In August 1932, Canary Cottage moved from 6633 Sunset to 1456 N. Vine Street. It retained the name Canary Cottage at the new location.
Enter once again Jack Donovan. Left without a tenant, Donovan announced that he was opening 6633 Sunset as “Cafe Du Barry.” It had its grand opening September 10, 1932.
The place was redocated in red and white with a French theme. White tables, red leather upholstered chairs, red velvet drapes, gilt mirrors and crystal chandeliers. Red and white striped awnings, Deauville umbrella tables in the garden. French antiques and objects d’art (or more likely objects d’junk, per Mae).
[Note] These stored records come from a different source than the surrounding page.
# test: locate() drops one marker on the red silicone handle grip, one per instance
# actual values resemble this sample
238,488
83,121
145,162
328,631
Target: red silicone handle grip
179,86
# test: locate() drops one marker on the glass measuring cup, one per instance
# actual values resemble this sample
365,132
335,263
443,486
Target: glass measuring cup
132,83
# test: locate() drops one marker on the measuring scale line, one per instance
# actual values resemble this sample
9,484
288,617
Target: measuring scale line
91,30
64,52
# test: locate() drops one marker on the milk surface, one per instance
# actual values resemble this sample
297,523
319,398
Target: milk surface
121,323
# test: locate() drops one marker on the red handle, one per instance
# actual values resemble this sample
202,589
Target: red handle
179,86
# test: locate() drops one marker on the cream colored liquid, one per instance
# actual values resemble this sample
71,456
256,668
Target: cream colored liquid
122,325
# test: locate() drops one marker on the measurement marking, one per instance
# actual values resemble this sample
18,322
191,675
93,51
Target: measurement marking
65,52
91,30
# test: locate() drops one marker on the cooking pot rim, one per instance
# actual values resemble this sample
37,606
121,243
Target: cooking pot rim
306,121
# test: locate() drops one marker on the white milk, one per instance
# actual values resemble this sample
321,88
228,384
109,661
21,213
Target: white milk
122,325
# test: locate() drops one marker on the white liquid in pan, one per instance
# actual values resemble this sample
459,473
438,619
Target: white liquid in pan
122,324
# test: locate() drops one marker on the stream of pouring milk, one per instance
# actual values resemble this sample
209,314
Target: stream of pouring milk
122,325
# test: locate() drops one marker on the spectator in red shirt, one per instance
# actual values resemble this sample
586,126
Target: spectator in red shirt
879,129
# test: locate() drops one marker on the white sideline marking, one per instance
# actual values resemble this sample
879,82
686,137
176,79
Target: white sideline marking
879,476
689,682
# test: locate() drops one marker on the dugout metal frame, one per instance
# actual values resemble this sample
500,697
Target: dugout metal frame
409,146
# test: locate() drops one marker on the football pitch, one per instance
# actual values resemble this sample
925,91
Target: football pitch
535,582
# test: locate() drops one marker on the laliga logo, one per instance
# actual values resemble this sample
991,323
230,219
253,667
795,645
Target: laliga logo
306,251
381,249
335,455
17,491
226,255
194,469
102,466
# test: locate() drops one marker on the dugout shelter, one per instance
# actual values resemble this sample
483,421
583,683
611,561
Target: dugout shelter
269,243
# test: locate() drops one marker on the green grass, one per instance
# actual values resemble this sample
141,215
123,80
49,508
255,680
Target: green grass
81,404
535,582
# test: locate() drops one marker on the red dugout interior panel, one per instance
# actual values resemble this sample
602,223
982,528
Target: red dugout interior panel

“Meet the Movie Stars in Person.” Jack Donovan’s house became Cafe Du Barry. 9/9/1932. Hollywood Citizen News.
In October 1932, Times columnist Grace Kingsley noted that actor Jimmy Holmes had taken over the Cafe Du Barry from Jack Donovan. In November 1932, she mentioned Jimmy had changed the name to Jimmy’s Front Yard. Holmes operated another much-raided nightclub called Jimmy’s Back Yard at 1608 Cosmo Place in October 1932. In June 1933, Jimmy’s Back Yard, now at 6060 Hollywood Boulevard, was raided, and 76-year-old Jimmy arrested, by Charles Hoy of the Hollywood Vice Squad. Hoy was on the payroll of the LA underworld, now led by Guy McAfee since the murder of Charles Crawford. The Du Barry Cafe/Jimmy’s Front Yard venture did not last long.
By October 1935 photographer Irving Archer had taken over the building, now painted white, for his photography studio, adding a dark room space and changing rooms. John E. Reed, a photographer at Columbia Pictures, bought it from him in December 1939.
Reed made the building stand out, and it featured promminently in his advertizing, with giant-sized spotlit portraits in the front yard. He lived upstairs with his first wife and young daughter, Susan.

As John E. Reed’s photo studio, “Where the Mammoth Portaits Greet You.” Eek! 12/13/1939. Hollywood Citizen News.
During World War II, Reed also had a 1-hour portrait studio for GIs, at 6424 Sunset on the southwest corner of Sunset and Cahuenga near the Hollywood Canteen. In 1944 he established the first Susan’s Baby Studio, specializing in child photos, at 8005 Sunset.

Detail from 1950 Sanborn Fire Insurance Company map for Los Angeles County showing the layout of the parcel. The other business offices on the corner were constructed in 1941. Some of the Donovan bungalows, with addresses on Cassil Place, remained behind the main structure. All were demolished in 1960. LOC.
Reed remained at 6633 for 20 years- through November 1959. The building was demolished in January 1960. The land is now part of the playground for the adjacent Blessed Sacrament school at 6641 Sunset.